On the turmoils and toils that forged freedom for the Scottish Spirit
Article by Garth Duncan.
When I asked Garth Duncan to write the Cover Article for our Sons of Scotland issue, he gladly accepted. It would be easy to write about the usual elements of Scotland's culture, history, and about her swords. But tried as he might, each attempt refused to take form like steel resisting a smith's blows. But finally one night, when he pondered what the Spirit of Scotland was about, the revelation seized him like a fist - a voice of history refusing to be silenced. It gripped him with so much passion that tears fell upon each page has he wrote.
When he read it to me several nights later, I could not help but fight back my own tears amid a sea of rememberance of Scotland's long dead sons and daughters.
We must never forget that the price of freedom that they paid. Its cost is so great it has costed many lives, even today. We must never - ever - forget.
And with that said, as Editor of SFMO I am proud to present to you Garth Duncan's article.
- Adrian Ko
The sight of a beautiful sword gives my soul a kind of enthusiastically innocent strength - the symbol of an ancient covenant that if I am vigilant, I and my children will be free.
A symbol of the very real, dirty, sweaty struggle - not just in the past, but now.
Scotland who defended her independence by sword for millenia was humiliated in the night by her own sworn servants. And in 1707, politicians sold for guineas what Scotland's sons and daughters had preserved for thousands of years with their fortunes, their blood and the lives of heroes - all lost in a moment by a greedy few.
Does this sound familiar?
These lessons are not for lamenting over in armchairs, tearfuly toasting our noble dead. This is a live continuing history which we are part of.
What will you tell the heroes when at long last you meet and they ask, "Oh! You did toast us and march in parades, how thoughtful! But what did you do with the gift we gave you? What safety or trinkets did you trade for your legacy of freedom? How many scoundrels did you put out of office, and did you foster liberty for the next generation?"
Don't laugh, for as sure as you are reading this, we will all one day owe an accounting.
The sword makes apologies to no-one for its gleaming romantic images of chivalry, honor and self-imposed responsibility. But today, so many frightened and weak-minded souls laugh at the romantic ideas of freedom, honor and sovereign responsibility. Laugh all you want and perhaps you won't notice the broken chains of slavery being mended.
The Parliament in London since 1707 has used ridicule and humiliation to keep its servants. Every year that there was a vote for home rule, London would start laughing at the Scots for thinking that they could possibly be responsible for themselves. This laughter masked a terrified bunch who have, for generations benefited from the industrious Scots.

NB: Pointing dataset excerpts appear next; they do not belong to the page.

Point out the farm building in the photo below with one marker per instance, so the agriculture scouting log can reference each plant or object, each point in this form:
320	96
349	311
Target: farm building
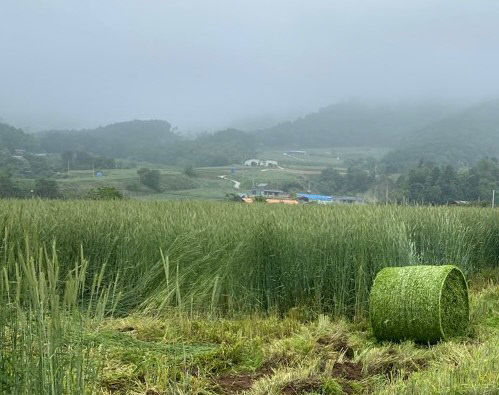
348	199
269	163
263	190
252	162
307	197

Unfortunatley, the honest Scot - who hates more than anything to be laughed at - would start laughing along with London as to not want to be the brunt of yet another joke and thus lose heart, and sheathe the ancient sword and give up again the romantic idea of independence.
Until last year.
Who knows what brought the Scots together to ignore the leers - possibly just a simple reminder from a dead hero in the form of a Hollywood actor?
Whatever it was, it prompted the Scotland's Sons and Daughters to unsheath that beautiful shining thing and the sight of it made the liars quiet - not just quiet but they returned a few things which they had borrowed:
- The Stone of Destiny - a Scottish treasure without upon which even today in Britain no true king or queen can be made.)

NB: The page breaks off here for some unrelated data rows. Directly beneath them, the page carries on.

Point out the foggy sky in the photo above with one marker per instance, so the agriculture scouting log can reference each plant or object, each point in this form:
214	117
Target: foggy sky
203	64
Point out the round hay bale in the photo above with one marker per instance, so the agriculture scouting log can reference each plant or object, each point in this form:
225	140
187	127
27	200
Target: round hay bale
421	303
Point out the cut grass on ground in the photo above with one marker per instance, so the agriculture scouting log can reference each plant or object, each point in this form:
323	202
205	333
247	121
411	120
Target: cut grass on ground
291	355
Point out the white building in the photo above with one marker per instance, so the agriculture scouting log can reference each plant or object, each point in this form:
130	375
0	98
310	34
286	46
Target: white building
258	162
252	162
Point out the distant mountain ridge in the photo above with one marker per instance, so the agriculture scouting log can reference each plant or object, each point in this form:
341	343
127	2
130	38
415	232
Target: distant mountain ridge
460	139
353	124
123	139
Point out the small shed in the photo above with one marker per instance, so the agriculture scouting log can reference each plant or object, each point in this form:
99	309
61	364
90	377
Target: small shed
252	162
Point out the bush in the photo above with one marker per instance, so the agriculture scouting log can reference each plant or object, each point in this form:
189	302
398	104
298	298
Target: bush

- Scotland's Parliament and Sovereignty .
Not everything has been restored, and Scotland truly has a task ahead and no-one to blame, but it shows the power of the cry of freedom if it is louder than those who scoff at romantic ideas.
And for those who haven't gotten it yet, I'm not just talking about Scotland.
I am at present living in the People's Republic of Santa Cruz, but I take my sword out almost every day.